Después de dejar el vaso, Ariana comenzó a masajearle suavemente las piernas, siguiendo la técnica que el médico le había enseñado.
—Por cierto, papá, ¿cómo supo Marisol que se parece a mi mamá? —preguntó Ariana mientras continuaba con el masaje, aprovechando que la enfermera no estaba para retomar la conversación.
Julián pareció no haber pensado en eso y se quedó un momento en silencio.
—No tiene sentido. La única persona en la escuela que conocía a tu madre es el señor Castro, pero Marisol no es su alumna, y él nunca mencionaría a tu madre sin motivo a una estudiante que no conoce.
Ariana pensaba lo mismo, lo que aumentaba aún más sus sospechas sobre Esteban.
—¿Ya tienes a alguien en mente? —preguntó Julián al ver la expresión de su hija. Sabía que ella ya tenía un sospechoso.
Sala de interrogatorios de la comisaría.
Liam, con la declaración que Ariana había dado esa mañana en el hospital, interrogaba personalmente a Marisol.

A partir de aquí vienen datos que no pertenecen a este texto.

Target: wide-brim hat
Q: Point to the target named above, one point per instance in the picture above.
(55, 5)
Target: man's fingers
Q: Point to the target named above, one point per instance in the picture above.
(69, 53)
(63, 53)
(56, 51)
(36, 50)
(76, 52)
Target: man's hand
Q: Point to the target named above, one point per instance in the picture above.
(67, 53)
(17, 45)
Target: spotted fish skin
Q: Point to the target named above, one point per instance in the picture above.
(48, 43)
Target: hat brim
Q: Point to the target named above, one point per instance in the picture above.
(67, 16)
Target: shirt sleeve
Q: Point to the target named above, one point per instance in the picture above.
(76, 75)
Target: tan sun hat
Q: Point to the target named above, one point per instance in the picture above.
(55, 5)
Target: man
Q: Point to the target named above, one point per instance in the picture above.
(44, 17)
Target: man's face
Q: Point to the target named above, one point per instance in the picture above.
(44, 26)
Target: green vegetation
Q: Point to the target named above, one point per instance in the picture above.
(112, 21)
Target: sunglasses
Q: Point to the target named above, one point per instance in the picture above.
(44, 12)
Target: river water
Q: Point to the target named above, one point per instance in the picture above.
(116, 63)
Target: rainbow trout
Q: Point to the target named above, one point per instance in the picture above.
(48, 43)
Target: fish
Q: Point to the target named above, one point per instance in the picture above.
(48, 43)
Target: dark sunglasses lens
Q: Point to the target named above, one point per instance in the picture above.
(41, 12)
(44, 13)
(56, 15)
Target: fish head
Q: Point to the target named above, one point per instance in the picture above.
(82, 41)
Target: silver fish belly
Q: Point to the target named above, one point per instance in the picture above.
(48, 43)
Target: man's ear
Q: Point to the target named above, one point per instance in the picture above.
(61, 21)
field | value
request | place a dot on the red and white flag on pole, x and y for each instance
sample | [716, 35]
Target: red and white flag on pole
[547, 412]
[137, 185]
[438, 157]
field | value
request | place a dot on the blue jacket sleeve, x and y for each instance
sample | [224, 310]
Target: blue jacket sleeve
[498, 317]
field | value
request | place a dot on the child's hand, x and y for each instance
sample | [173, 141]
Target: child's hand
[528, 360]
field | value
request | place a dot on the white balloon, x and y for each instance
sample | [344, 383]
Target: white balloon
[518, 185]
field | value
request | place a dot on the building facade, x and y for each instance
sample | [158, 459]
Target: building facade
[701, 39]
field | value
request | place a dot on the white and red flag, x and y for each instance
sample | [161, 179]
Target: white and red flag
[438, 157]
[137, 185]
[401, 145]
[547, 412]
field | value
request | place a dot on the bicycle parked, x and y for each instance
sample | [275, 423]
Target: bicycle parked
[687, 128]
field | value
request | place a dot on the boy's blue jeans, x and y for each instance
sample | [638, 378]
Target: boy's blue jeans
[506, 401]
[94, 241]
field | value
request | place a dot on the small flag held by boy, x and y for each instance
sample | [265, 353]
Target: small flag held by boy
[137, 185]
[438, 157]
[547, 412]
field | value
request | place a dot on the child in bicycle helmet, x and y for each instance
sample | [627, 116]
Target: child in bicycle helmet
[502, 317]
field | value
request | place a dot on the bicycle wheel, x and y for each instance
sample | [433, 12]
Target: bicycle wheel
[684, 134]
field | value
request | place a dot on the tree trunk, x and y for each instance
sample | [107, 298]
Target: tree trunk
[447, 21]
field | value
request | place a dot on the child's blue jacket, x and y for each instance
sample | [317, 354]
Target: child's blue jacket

—¿Conoces a Hugo Álvarez? —preguntó, sus ojos afilados fijos en cada micro expresión del rostro de Marisol.
Marisol sonrió con calma.
—Crecimos en el mismo orfanato, ¿cómo no iba a conocerlo?
—¿Sabes lo que hizo anoche?
—Estuve encerrada aquí toda la noche, ¿cómo voy a saberlo? —respondió Marisol con sorna.
—Anoche mismo dijiste que ibas a denunciar a Julián por violación, y esa misma noche, él fue atacado por Hugo Álvarez y estuvo desaparecido. ¿Sabes lo que eso significa?
—Significa que alguien está haciendo justicia por su cuenta —contestó Marisol sin dudar—. Hugo es un tipo muy leal. Seguramente se enteró de lo que ese cerdo hipócrita de Julián me hizo y se enfureció tanto que quiso darme una mano.